See similar question here: https://stackoverflow.com/a/357892/3115098
I am trying to read multiple files (can be of any format i.e. pdf, txt, tiff etc) from URLs and zipping them using ZipOutputStream. My code looks like this:
// using in-memory file read
// then zipping all these files in-memory
ByteArrayOutputStream baos = new ByteArrayOutputStream();
ZipOutputStream zos = new ZipOutputStream(baos);
.....
URL url = new URL(downloadUrl); // can be multiple URLs
ByteArrayOutputStream bais = new ByteArrayOutputStream();
InputStream is = url.openStream();
byte[] byteChunk = new byte[4096];
int n;
while ( (n = is.read(byteChunk)) > 0 )
{
bais.write(byteChunk, 0, n);
}
byte[] fileBytes = bais.toByteArray();
ZipEntry entry = new ZipEntry(fileName);
entry.setSize(fileBytes.length);
zos.putNextEntry(entry);
zos.write(fileBytes);
zos.closeEntry();
// close the url input stream
is.close();
// close the zip output stream
zos.close();
// read the byte array from ByteArrayOutputStream
byte[] zipFileBytes = baos.toByteArray();
String fileContent = new String(zipFileBytes);
I am then passing this content "fileContent" to my perl frontend application.

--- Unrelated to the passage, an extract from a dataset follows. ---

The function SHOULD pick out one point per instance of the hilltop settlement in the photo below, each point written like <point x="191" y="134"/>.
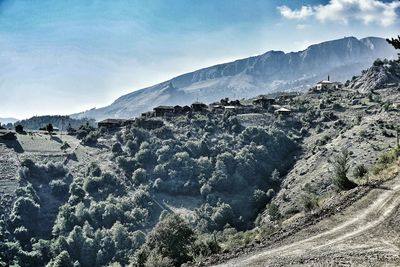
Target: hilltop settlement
<point x="235" y="182"/>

And I m using perl code to download this zipped file:
WPHTTPResponse::setHeader( 'Content-disposition', 'attachment; filename="test.zip"' );
WPHTTPResponse::setHeader( 'Content-type', 'application/zip');
print $result; // string coming from java application
But the zip file it is giving is corrupted. I think something in going wrong with the data translation.
I'd appreciate any help.
Your problem is thinking that you can output your zip bytes into a string. This string can not be used to reproduce the zip content again. You need to either use the raw bytes or encode the bytes into something that can be represented as a string, such as base64 encoding.